Mass movements offer refuge and purpose to the frustrated. Once converted, the true believer no longer feels frustrated but also no longer possesses an autonomous existence. The act of conversion, therefore, while alleviating frustration, leaves the true believer with no choice but to cling to the movement.
Every true believer must believe in something. Hoffer argues, however, that the specific content of a mass movement’s doctrine or program means little compared to the methods it uses, which are similar across nearly all mass movements.
A doctrine matters not for the loftiness of its ideals, nor for the veracity of its assertions, but for practical purposes only. Above all, a doctrine must insulate the true believer. It does this by providing a “fact-proof screen between the faithful and the realities of the world” (79). Fanatics already discard reason when they surrender individuality. A doctrine that claims to hold absolute truth allows fanatics to reflexively censor all contrary evidence. An effective doctrine conveys “certitude” (80), but it also should be “unintelligible,” “vague,” or “unverifiable” (81). A comprehensible or provable doctrine loses the power to awe.
Aside from its practical uses, a doctrine’s specific content has no bearing on a mass movement’s shape or strength.

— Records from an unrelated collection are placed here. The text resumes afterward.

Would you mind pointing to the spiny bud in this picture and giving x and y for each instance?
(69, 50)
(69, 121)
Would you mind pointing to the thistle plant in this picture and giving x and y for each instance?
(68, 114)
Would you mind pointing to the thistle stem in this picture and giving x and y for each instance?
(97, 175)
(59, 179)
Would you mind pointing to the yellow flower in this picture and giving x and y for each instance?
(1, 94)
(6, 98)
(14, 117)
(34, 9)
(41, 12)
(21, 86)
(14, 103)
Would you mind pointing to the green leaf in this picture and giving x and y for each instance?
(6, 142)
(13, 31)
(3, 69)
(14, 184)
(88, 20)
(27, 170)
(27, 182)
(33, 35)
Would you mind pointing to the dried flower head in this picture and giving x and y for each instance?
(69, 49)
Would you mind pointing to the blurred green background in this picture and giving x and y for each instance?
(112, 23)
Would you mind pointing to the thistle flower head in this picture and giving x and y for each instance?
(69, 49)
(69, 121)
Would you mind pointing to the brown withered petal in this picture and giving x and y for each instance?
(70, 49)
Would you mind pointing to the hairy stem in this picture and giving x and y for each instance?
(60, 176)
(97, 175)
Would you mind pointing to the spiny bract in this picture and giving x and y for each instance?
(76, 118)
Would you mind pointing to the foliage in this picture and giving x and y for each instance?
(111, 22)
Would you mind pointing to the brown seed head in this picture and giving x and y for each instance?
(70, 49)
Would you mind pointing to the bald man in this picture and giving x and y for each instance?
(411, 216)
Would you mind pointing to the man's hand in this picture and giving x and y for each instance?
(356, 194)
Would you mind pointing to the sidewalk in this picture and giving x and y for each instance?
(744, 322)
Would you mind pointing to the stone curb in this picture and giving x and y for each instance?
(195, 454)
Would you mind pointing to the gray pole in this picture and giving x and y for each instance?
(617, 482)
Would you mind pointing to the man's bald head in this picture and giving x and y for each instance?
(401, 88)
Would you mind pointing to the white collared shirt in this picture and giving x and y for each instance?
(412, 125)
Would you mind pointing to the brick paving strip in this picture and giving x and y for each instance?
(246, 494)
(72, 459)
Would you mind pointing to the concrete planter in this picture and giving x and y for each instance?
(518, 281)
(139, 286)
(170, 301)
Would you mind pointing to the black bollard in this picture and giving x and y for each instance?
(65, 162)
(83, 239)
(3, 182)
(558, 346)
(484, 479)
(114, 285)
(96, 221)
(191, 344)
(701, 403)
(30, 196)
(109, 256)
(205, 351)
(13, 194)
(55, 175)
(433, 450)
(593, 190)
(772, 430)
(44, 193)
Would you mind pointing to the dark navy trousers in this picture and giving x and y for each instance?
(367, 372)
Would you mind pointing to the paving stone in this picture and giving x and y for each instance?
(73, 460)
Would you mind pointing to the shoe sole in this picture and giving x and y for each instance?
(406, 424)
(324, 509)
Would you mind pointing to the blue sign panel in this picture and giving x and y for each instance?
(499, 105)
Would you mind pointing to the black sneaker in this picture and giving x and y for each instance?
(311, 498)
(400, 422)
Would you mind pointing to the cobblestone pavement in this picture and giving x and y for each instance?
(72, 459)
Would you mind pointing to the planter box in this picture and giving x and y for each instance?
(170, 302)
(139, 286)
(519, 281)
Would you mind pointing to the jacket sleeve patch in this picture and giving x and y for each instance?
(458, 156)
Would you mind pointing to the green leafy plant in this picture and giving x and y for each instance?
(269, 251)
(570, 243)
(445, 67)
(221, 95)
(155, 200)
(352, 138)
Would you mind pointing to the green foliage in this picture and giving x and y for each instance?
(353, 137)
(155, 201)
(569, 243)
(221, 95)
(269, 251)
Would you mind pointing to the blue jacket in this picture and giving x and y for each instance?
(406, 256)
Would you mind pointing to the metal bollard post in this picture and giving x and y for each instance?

Hoffer regards it as “futile to judge the viability of a new movement by the truth of its doctrine and the feasibility of its promises” (41). On a linear graph representing political ideologies, for instance, Nazis and Communists would find themselves at opposite poles. In reality, however, both groups consist of fanatics, and “[t]hough they seem to be at opposite poles, fanatics of all kinds are actually crowded together at one end” (86). This means that no matter how “different the holy causes people die for [are], they perhaps die basically for the same thing” (xii).
Having diminished the importance of a doctrine’s specific content, Hoffer goes one step further. He argues that in fact all mass movements are both “competitive” and “interchangeable” (17). The early Nazis, who after all called themselves “National Socialists,” attracted converts from the Communist ranks, and vice versa. Nazis and Communists appealed not to the serene minds of people who already felt strong family or corporate connections and could calmly evaluate competing doctrines. Instead, Nazis and Communists appealed to frustrated and isolated misfits who had no desire to think for themselves.
Furthermore, the power of words as persuasive instruments is limited to the early phase of a mass movement, when disgruntled intellectuals undermine an existing regime and prepare the way for the movement’s fanatic-led active phase. These intellectuals, however, whom Hoffer calls “men of words,” are often too vain, too easily flattered by those in high positions, and too comfortable with life’s complexities to ever pour their hearts into a fanatical mass movement (130). Likewise, once the movement’s active phase is underway, and especially once it has achieved power, words matter far less than actions. Propaganda alone “succeeds mainly with the frustrated” (105).
Mass movements depend on enticing the frustrated with the promise of united action and self-sacrifice. In dealing with the recalcitrant, mass movements rely on coercion. At no point do the leaders of mass movements stake their hopes on the persuasiveness of their doctrine.